W rondelku z grubym dnem rozpuścić masło z miodem, przestudzić.  Mąkę wymieszać z proszkiem do pieczenia i przyprawami. Mąkę połączyć z przestudzonym miodem, dokładnie wymieszać, a następnie zagnieść ciasto. Dodać posiekane orzechy, rum i ponownie zagnieść. Jeśli ciasto będzie zbyt sypkie dodać odrobinę wody, jeśli rzadkie trochę mąki.
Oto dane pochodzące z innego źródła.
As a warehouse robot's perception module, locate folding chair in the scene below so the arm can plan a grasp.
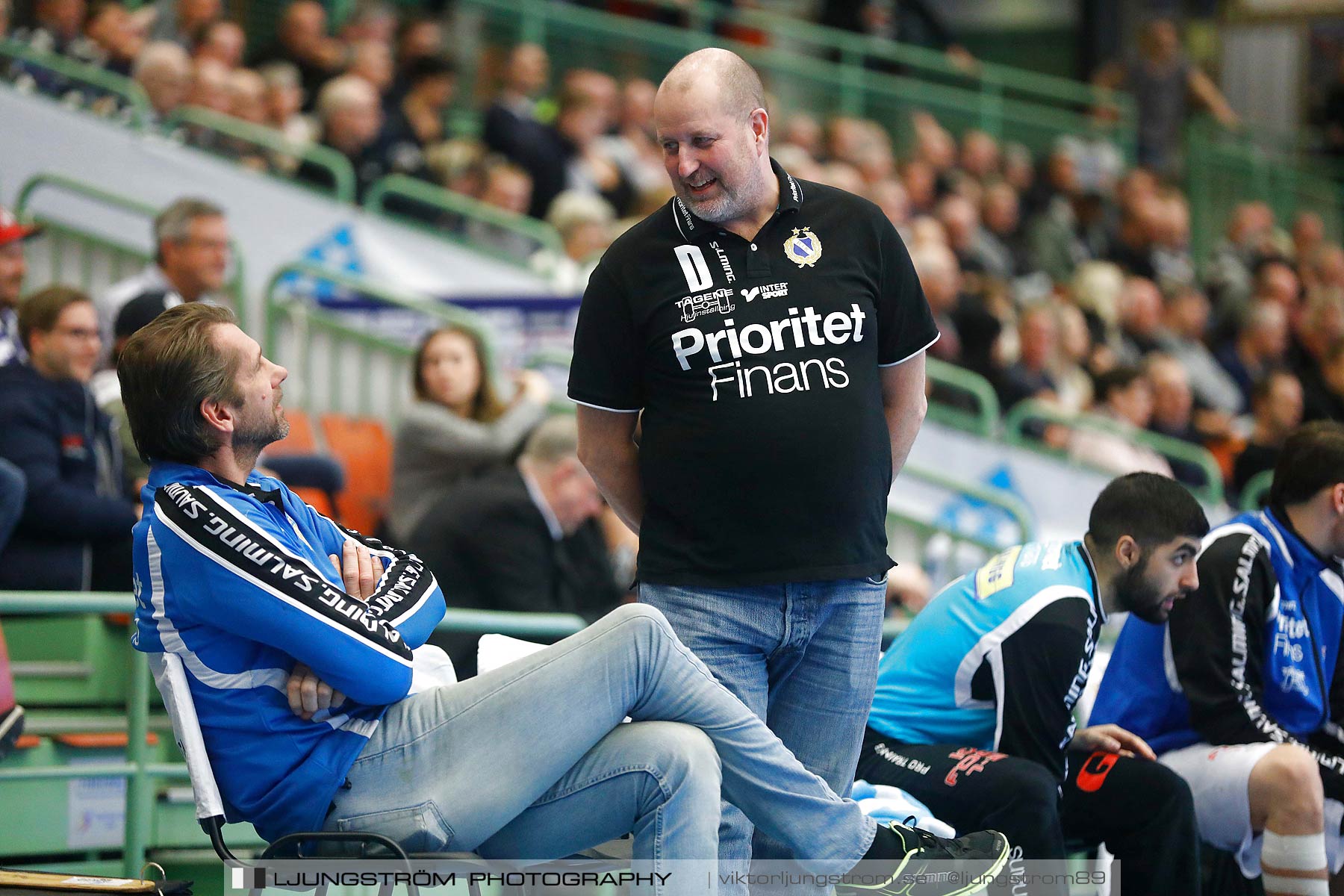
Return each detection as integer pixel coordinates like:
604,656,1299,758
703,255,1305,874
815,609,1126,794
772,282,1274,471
148,653,484,896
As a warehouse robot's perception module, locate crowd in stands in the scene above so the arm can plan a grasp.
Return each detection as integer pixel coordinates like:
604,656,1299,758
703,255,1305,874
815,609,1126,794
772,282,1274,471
0,0,1344,609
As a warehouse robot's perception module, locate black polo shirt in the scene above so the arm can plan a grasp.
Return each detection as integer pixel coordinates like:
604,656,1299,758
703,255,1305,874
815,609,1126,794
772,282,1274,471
570,163,938,585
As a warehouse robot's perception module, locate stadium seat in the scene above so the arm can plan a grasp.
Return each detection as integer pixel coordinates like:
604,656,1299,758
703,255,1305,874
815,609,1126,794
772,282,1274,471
320,414,393,535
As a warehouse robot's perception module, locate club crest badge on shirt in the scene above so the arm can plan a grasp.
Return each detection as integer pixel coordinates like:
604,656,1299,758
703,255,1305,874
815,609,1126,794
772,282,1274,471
783,227,821,267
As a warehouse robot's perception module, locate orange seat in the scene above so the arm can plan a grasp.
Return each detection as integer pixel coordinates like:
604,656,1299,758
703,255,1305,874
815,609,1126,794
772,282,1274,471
319,414,393,535
266,407,317,454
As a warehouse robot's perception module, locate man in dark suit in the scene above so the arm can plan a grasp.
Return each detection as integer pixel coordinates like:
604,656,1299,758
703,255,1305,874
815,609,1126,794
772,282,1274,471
407,417,622,679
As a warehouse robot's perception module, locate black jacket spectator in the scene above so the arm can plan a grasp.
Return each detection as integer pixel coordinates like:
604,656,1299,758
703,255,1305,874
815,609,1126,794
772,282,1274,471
0,364,136,591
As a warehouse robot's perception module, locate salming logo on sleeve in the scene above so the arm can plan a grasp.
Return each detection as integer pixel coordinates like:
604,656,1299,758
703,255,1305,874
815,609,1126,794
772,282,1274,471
155,484,411,664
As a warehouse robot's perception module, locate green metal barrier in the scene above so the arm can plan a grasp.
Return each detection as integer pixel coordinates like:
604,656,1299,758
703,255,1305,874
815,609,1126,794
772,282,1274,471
607,0,1137,134
164,106,355,203
1004,399,1223,504
924,358,998,439
15,172,249,331
262,262,494,423
1186,117,1344,275
458,0,1133,152
0,591,904,877
0,37,153,131
364,175,564,267
1238,470,1274,511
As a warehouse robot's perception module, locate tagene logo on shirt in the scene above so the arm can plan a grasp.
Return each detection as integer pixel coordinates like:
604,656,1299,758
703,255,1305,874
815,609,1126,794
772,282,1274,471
672,303,868,402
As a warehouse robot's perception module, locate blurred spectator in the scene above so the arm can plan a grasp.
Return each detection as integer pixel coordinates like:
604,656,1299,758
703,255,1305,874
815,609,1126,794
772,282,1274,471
387,12,444,105
871,177,910,237
0,286,138,591
1116,277,1163,365
149,0,223,50
1106,196,1160,281
258,0,346,111
346,40,395,98
131,40,191,121
192,19,247,71
465,156,536,261
406,415,623,679
379,57,457,177
82,0,145,77
0,205,37,367
1216,302,1289,411
959,129,998,181
1292,211,1325,264
971,183,1028,281
13,0,86,54
1253,257,1302,317
1027,187,1106,284
1204,202,1274,325
1307,243,1344,289
818,0,976,71
225,69,269,126
771,111,825,158
910,243,961,364
1320,55,1344,156
187,59,228,115
514,86,635,217
1157,286,1243,414
294,75,395,202
98,196,228,351
1068,367,1172,476
257,62,317,146
531,190,615,296
339,0,396,47
1287,291,1344,422
482,43,551,217
1051,305,1092,414
1144,353,1208,486
998,302,1059,411
387,326,551,540
1230,371,1302,503
1095,17,1239,175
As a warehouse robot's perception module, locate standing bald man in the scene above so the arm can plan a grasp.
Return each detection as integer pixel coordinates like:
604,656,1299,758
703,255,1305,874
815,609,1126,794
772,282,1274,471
570,50,938,881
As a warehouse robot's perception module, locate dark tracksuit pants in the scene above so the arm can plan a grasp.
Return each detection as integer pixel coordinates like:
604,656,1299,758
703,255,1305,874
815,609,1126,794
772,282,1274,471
856,728,1200,896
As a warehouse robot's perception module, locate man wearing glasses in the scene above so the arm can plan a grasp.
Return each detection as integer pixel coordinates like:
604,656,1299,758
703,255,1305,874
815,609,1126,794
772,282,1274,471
0,286,140,591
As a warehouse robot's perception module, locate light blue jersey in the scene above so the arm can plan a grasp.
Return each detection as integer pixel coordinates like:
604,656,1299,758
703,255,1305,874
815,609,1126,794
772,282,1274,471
868,541,1106,778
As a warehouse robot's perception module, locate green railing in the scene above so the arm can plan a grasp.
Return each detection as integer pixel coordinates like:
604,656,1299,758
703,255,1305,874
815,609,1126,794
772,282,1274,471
364,175,564,267
458,0,1133,158
15,173,249,331
610,0,1136,124
1004,399,1223,505
1238,470,1274,511
1186,117,1344,275
0,37,153,131
262,262,494,423
924,358,998,439
164,106,355,203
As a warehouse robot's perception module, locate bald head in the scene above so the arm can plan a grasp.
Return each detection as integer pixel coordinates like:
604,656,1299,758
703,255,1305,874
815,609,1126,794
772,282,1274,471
659,47,765,117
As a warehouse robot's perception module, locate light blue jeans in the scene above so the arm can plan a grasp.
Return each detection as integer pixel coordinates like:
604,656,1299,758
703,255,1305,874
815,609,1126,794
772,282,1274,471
326,605,875,896
640,576,887,893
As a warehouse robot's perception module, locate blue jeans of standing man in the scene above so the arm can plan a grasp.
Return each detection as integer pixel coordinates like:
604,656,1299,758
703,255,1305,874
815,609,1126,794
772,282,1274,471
326,605,877,896
640,576,887,893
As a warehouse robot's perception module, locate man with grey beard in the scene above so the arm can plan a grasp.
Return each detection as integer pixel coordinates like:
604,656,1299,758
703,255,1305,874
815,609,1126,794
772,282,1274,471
568,49,938,892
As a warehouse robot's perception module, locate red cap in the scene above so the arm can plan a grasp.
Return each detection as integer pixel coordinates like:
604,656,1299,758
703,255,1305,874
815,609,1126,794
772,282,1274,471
0,205,42,246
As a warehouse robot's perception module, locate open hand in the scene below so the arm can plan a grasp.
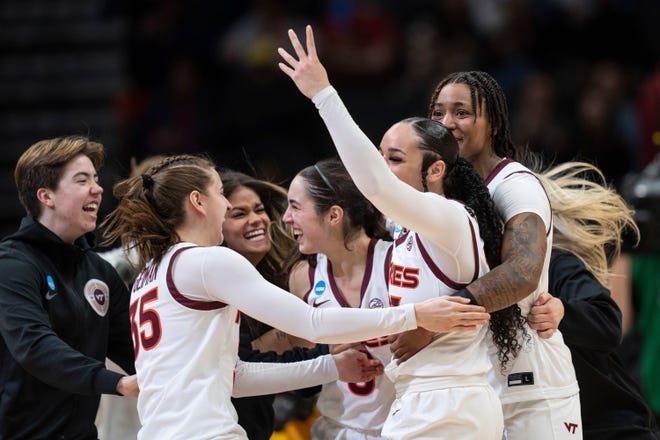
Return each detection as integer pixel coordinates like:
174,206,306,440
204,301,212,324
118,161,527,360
332,348,385,382
328,342,366,354
387,328,435,364
277,25,330,99
117,374,140,397
415,296,490,333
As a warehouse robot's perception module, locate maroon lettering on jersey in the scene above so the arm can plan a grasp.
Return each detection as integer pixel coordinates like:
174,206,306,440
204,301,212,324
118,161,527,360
389,264,419,289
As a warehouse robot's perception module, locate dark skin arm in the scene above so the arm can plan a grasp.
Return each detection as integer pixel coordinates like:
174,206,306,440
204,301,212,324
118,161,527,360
468,212,547,312
389,212,547,363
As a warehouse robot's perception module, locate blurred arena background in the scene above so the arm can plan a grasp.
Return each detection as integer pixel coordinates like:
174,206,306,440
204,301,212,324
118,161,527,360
0,0,660,236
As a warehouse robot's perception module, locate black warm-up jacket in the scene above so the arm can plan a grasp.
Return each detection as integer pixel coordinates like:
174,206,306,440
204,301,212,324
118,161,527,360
548,250,660,440
0,217,135,440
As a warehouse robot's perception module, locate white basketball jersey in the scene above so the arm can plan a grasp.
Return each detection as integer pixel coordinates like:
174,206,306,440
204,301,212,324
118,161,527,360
485,159,578,403
129,243,247,440
385,208,491,391
305,239,394,432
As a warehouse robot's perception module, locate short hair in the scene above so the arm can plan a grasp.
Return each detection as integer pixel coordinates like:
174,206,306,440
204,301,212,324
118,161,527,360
14,136,105,218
Na posypanej mąką stolnicy rozwałkować ciasto na grubość 0,5 cm, wyciąć katarzynki, ułożyć na wysmarowanej tłuszczem lub włożonej papierem do pieczenia blasze.
Przed pieczeniem posmarować katarzynki zimną wodą. Piec w temperaturze 190 stopni C przez 15 - 20 minut.


SMACZNEGO :)


Źródło: H. Szymanderska, Kuchnia Polska, potrawy regionalne.